Nach neunjähriger Anlaufzeit liegt jetzt der Entwurf eines Zivilschutzgesetzes vor / „Katastrophenschutzergänzungsgesetz“ geht in die parlamentarische Beratung / Krankenhäuser und Apotheken müssen sich auf den Verteidigungsfall vorbereiten  ■  Aus Bonn Charlotte Wiedemann

Kasernierung von Beamten, Alarmpläne für Krankenhäuser, Dienstpflicht, Einschränkung zahlreicher Grundrechte - „Sind die Kriegsplaner jetzt vollends übergeschnappt?“ entfuhr es der grünen Bundestagsabgeordneten Christa Nickels, als sie den Entwurf für ein neues Zivilschutzgesetz studierte.

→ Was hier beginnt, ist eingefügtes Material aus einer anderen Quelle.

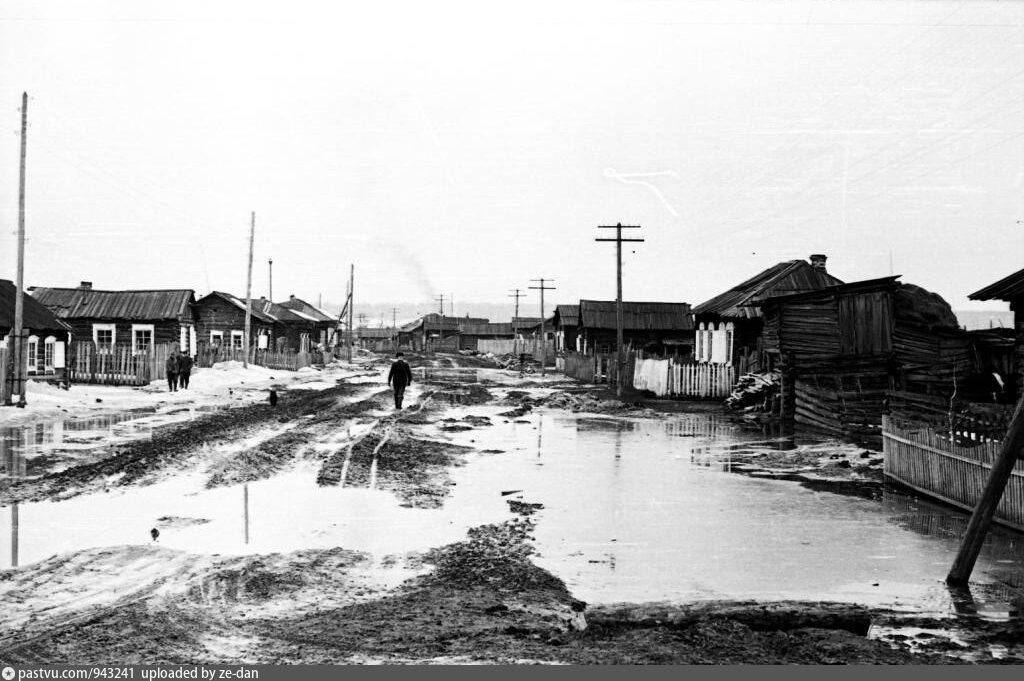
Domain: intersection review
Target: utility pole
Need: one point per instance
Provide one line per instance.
(351, 300)
(619, 294)
(544, 347)
(249, 292)
(515, 317)
(981, 518)
(17, 337)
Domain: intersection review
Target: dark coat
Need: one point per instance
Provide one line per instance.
(400, 374)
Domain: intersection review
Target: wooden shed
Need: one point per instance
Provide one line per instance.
(728, 327)
(136, 318)
(1010, 289)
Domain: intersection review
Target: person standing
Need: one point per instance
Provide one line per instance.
(399, 377)
(172, 371)
(184, 370)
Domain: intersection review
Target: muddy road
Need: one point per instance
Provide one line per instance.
(498, 519)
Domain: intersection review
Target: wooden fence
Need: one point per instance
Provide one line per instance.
(118, 366)
(668, 377)
(950, 466)
(207, 356)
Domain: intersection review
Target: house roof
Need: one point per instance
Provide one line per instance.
(95, 304)
(35, 315)
(257, 312)
(784, 278)
(300, 306)
(489, 329)
(567, 314)
(636, 315)
(1007, 288)
(880, 284)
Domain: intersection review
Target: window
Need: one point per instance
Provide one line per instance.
(141, 338)
(49, 353)
(33, 354)
(103, 336)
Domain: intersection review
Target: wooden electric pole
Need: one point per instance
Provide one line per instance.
(17, 337)
(249, 293)
(544, 347)
(977, 527)
(619, 295)
(351, 299)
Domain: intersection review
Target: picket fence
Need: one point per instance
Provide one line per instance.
(118, 366)
(668, 378)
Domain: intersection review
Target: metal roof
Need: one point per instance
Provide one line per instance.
(94, 304)
(241, 304)
(35, 315)
(568, 314)
(782, 279)
(636, 315)
(1008, 288)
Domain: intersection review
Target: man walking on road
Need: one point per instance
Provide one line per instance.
(399, 376)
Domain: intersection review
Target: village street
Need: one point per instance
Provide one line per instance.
(497, 518)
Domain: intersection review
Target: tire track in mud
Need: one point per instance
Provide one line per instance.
(176, 445)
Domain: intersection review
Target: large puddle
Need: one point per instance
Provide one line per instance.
(633, 510)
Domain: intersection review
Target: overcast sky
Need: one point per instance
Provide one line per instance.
(466, 149)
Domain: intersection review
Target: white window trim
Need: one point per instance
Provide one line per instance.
(143, 327)
(113, 328)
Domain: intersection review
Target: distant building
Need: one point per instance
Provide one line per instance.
(1011, 290)
(48, 337)
(324, 323)
(220, 323)
(656, 327)
(729, 326)
(135, 318)
(566, 326)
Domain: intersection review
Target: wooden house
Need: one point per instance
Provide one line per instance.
(137, 318)
(471, 334)
(566, 326)
(654, 327)
(728, 327)
(430, 332)
(377, 340)
(48, 338)
(1011, 289)
(220, 323)
(323, 323)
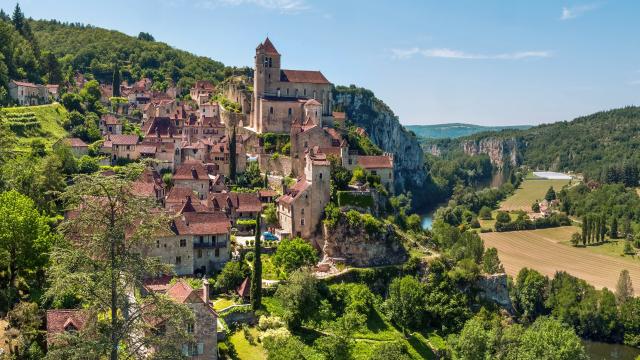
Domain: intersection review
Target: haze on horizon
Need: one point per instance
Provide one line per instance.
(487, 63)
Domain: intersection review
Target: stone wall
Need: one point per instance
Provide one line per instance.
(361, 249)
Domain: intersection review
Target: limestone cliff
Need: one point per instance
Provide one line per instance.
(358, 247)
(502, 152)
(384, 129)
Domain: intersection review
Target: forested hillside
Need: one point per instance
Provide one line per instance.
(600, 145)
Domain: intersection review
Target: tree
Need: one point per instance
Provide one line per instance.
(293, 254)
(102, 261)
(256, 278)
(405, 302)
(232, 156)
(613, 232)
(271, 214)
(491, 262)
(115, 80)
(390, 350)
(300, 297)
(548, 338)
(25, 239)
(231, 276)
(503, 217)
(485, 213)
(624, 287)
(550, 195)
(530, 289)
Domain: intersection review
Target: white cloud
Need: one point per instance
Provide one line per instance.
(285, 6)
(573, 12)
(446, 53)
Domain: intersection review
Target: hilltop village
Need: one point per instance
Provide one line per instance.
(217, 158)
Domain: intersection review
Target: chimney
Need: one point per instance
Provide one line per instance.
(205, 290)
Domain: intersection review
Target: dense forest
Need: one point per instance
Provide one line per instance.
(599, 145)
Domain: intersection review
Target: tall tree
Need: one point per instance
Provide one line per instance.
(115, 80)
(232, 155)
(24, 239)
(624, 287)
(102, 261)
(256, 278)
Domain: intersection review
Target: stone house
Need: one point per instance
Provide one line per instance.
(193, 175)
(301, 207)
(110, 124)
(279, 95)
(204, 327)
(64, 320)
(236, 205)
(26, 93)
(199, 242)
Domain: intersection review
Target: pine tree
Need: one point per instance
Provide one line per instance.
(613, 233)
(18, 19)
(624, 287)
(232, 156)
(116, 80)
(256, 278)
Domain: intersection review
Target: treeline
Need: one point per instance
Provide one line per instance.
(600, 315)
(600, 145)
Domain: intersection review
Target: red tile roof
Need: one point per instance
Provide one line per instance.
(303, 76)
(268, 47)
(202, 223)
(59, 321)
(76, 142)
(123, 139)
(375, 162)
(191, 170)
(295, 191)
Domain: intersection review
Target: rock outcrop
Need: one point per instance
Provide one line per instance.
(502, 152)
(354, 246)
(494, 288)
(384, 130)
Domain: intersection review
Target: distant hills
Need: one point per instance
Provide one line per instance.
(455, 130)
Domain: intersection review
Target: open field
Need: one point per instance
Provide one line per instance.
(529, 191)
(50, 119)
(546, 251)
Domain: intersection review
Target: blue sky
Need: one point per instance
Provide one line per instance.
(486, 62)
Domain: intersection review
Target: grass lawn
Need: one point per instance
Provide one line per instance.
(222, 302)
(50, 117)
(529, 191)
(244, 349)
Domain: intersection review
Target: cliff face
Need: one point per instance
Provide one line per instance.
(358, 248)
(384, 130)
(502, 152)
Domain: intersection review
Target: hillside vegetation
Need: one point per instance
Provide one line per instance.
(455, 130)
(29, 123)
(591, 144)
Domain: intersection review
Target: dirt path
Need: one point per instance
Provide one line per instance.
(541, 250)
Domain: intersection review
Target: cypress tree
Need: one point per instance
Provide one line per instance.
(614, 228)
(232, 155)
(256, 278)
(116, 80)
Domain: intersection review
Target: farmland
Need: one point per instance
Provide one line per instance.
(529, 191)
(547, 251)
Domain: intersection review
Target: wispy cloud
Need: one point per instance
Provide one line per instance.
(573, 12)
(285, 6)
(446, 53)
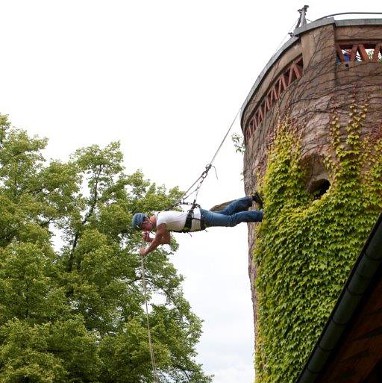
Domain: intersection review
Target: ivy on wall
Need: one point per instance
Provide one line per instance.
(306, 247)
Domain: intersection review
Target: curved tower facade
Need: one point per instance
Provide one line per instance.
(324, 68)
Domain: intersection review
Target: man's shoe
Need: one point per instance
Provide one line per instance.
(256, 197)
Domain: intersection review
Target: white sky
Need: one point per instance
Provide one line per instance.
(165, 78)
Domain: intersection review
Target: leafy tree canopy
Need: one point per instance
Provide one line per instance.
(71, 299)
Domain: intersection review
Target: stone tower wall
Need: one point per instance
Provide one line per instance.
(306, 81)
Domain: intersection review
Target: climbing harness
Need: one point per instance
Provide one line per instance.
(186, 229)
(152, 356)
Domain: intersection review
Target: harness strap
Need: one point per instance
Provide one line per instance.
(190, 217)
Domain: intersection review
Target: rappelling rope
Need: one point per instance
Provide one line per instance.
(199, 181)
(152, 356)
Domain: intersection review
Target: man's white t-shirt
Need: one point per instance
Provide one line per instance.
(175, 220)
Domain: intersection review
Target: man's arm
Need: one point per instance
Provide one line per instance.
(162, 237)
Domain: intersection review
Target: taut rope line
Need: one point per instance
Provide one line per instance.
(152, 356)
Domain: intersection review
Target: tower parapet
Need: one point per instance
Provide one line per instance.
(317, 71)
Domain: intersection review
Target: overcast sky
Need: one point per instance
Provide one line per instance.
(166, 79)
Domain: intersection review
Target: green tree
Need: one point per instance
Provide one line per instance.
(71, 299)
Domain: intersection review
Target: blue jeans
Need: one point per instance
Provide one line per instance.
(236, 212)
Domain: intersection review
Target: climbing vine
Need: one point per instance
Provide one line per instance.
(305, 246)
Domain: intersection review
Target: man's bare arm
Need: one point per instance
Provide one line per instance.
(162, 237)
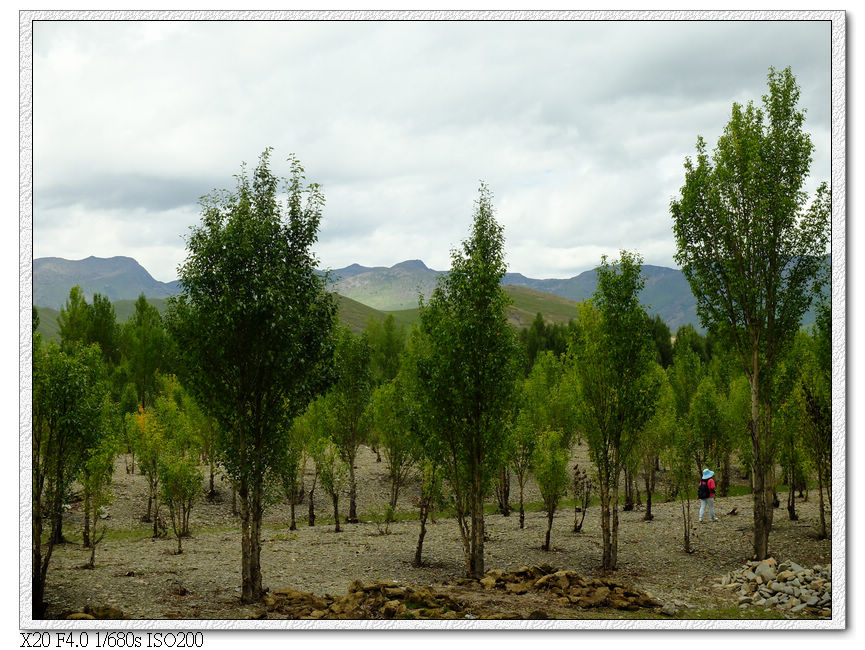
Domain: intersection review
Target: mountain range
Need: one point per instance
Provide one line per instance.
(381, 289)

Die Vorlage aus dem Innenministerium wurde vor Ostern vom Kabinett verabschiedet und geht im April in die parlamentarischen Beratungen. Neben „politischer Instinktlosigkeit“ hat Christa Nickels in Zimmermanns Paragraphenwerk auch „juristische Stümperei“ ausgemacht ein pikanter Vorwurf, denn kaum ein Gesetz hat so lange in den Geburtswehen gelegen wie dieses.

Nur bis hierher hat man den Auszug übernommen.